Comment by MrJagil

8 days ago

My brother has narcolepsy. It is interesting how it presents itself in different people. I have never seen my brother fall asleep while occupied with something (walking, talking...) but I have seen him fall asleep so many times when he is not. The moment he gets in a car and it starts driving he falls asleep and very deeply. He would fall asleep in class all the time. The first time i really saw his narcolepsy expressed was during a daytime dinner. He had just had a big meal and while we were all sitting and talking, he just kinda nodded off.

The sad part is he has felt quite embarrassed by all this growing up. These are not dangerous situations, but it just feels awkward for a teenager. He also talks and walk in his sleep. Even worse is that no one believed him when he suggested he might have narcolepsy. Our mom is a doctor but figured he was just tired like all young, growing boys. It took a brain scan to get it sorted.

He's been prescribed Ritalin or something similar, but manages without.

Heh, I often fall asleep reading technical papers. I always thought that was normal, but now, hearing all this, I'm starting to wonder. Maybe narcolepsy is another spectrum disorder.

  • Your eye muscles maybe just tired from constant staring, or neck tension causes brain blood flow problems or something. I struggled with this all the time, but supplementation and exercise helps a lot.

    Technical papers aren't THAT boring, after all!

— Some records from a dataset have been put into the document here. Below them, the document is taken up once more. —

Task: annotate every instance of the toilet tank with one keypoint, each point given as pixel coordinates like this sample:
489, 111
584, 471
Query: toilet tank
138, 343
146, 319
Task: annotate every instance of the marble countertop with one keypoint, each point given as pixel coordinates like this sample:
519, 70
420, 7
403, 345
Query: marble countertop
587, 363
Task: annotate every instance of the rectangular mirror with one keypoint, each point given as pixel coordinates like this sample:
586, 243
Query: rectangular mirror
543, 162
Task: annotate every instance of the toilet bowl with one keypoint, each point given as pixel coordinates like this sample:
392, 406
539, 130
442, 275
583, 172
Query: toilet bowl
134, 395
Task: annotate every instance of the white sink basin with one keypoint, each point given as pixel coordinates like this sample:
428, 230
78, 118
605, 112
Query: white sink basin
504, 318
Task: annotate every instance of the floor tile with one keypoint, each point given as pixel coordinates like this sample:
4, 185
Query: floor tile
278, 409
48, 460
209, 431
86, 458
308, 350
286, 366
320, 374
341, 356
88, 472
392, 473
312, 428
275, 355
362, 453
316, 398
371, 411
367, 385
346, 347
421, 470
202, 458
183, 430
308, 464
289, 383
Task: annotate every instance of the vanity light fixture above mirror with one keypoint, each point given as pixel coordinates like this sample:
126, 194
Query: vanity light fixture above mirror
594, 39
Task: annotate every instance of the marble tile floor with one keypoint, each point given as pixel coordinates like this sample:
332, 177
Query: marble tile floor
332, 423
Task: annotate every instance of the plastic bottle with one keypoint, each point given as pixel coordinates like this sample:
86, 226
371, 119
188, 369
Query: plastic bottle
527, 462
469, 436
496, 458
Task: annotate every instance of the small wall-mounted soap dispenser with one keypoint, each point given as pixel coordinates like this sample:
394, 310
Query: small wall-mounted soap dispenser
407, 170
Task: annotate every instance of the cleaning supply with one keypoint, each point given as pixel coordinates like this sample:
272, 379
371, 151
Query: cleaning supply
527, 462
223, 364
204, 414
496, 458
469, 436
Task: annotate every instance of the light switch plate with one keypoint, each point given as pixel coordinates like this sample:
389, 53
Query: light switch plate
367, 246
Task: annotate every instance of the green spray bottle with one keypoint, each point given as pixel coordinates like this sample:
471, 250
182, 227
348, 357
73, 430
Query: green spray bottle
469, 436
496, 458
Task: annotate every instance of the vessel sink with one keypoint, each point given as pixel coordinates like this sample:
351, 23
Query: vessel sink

    • No, they aren't boring at all. I love reading them. And I don't fall asleep reading other things, like news articles or fiction. But my brain's response to seeing Greek symbols is to fall asleep.

      2 replies →

    • For me it is if in a cosy position and doing something cognitively demanding. Fell asleep very often during my university studies reading literature. It can happen also if trying to learn something new technical at work, but only if I don't sit at a desk.

      If normal or not I can't say...

> but figured he was just tired like all young, growing boys.

I feel like this assumption, at least in the US, is more of a failure of our school system than anything else. There have even been studies that show that teenagers have natural rhythms hours later than the 8 AM start times.

Edit: please disregard. I didn't read carefully enough. Obviously it's not dangerous to fall asleep when someone else is driving.

> The moment he gets in a car and it starts driving he falls asleep and very deeply

> ...

> These are not dangerous situations

Falling asleep while driving sounds quite dangerous, even with automatic breaking.

  • Describing this as "he gets in a car and it starts driving" seems like a pretty intentional decision; I suspect that either the brother doesn't drive, or this only happens when someone else is driving.

  • > I have never seen my brother fall asleep while occupied with something (walking, talking... driving?)